Supreme CourtPhoto Credit: Shutterstock

The justices couldn’t come to terms with whether the state has the authority to regulate pharmacy benefit managers, under federal law relative to employee’s benefit plans.

“If we follow the way we generally interpret statutes in this case, you would be in a lot of trouble, wouldn’t you?” Justice Samuel Alito asked Arkansas Solicitor General Nicholas Bronni.

Arkansas’s law regulates the rate at which PBMs (pharmacy benefit managers) reimburse pharmacies for drugs, but allows pharmacies to appeal. PBMs are hired by employer health plans to manage prescription drug benefits for employees.
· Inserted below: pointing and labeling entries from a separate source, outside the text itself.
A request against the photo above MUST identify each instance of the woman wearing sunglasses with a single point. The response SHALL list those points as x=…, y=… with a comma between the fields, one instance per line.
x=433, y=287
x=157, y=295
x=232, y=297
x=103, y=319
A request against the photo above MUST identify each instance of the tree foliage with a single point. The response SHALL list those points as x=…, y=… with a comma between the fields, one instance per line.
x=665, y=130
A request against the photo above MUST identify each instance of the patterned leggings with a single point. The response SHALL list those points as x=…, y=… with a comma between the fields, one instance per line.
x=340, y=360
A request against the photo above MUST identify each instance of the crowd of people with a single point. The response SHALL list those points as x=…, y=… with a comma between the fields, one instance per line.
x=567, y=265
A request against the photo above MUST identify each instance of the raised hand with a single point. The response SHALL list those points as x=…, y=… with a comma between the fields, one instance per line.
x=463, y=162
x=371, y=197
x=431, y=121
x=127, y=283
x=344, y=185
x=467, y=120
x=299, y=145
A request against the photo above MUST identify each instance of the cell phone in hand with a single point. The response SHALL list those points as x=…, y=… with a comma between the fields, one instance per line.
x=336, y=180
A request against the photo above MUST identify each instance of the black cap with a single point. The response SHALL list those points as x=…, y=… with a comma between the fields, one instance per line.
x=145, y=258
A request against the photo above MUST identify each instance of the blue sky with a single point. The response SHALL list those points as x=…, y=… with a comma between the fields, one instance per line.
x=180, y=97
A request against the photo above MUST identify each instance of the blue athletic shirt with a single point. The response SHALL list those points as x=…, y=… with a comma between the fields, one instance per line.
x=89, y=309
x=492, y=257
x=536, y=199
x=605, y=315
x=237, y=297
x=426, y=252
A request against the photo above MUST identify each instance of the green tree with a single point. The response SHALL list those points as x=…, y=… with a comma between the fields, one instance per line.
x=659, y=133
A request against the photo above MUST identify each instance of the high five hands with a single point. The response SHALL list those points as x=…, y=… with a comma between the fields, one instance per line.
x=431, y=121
These “middlemen” who process claims usually make money on the “retail spread,” or differences between how much they reimburse pharmacies for drugs; and fees that they collect from their customers.

Arkansas passed a law in 2013 to stop PBM’s from trying to make more profit by reimbursing pharmacies at extremely low rates, becoming an abused practice running more than 16% of independent rural pharmacies out of business.

The Pharmaceutical Care Management Association (PCMA), a group that pro-PBM’s, argued that the state doesn’t have the right to regulate the administration of prescription drug benefits. The federal Employee Retirement Income Security Act (ERISA) trumps the state regulation, the group said.

The U.S. Court of Appeals for the Eighth Circuit also agreed, leading to the current appeal.

Justice Elena Kagan noted that one of the main points of ERISA preemption was a desire to have uniform laws for benefit plan administrators. She questioned why Arkansas’s law doesn’t raise the original concerns about a lack of uniformity in state laws that the writers of ERISA had when they drafted the law.

Arkansas’s law regulates the price of drugs that a plan has already decided to cover, which is rate regulation that’s not preempted under ERISA, Solicitor Bronni argued.

Supreme Court Chief Justice John Roberts seemed to want to compromise. “The PBMs really do two things,” he said. “The first is set the cost of pharmacies, and the state says that’s not preempted, but the second is to determine coverage, which they say is. Anything wrong with looking at it that way?”

PCMA’s attorney responded, “that oversimplifies it to the point of distortion,” said PCMA’s attorney. “The law is directed at the plan and plan administrators that use maximum allowable cost, or MAC, lists as part of their methodology for determining what benefits will be provided to which employees for which drugs at which pharmacies”, he said.

The federal government supported the state of Arkansas in Tuesday’s case and tried to put some of the justices’ concerns about uniformity to rest. When we talk about PBM pharmacy reimbursements, it’s not like this is an area that was marked by pristine uniformity,” said Frederick Liu, Assistant to the Solicitor General. “Whether there is preemption here or not, there’s going to be a lack of uniformity in cost and that’s by design.”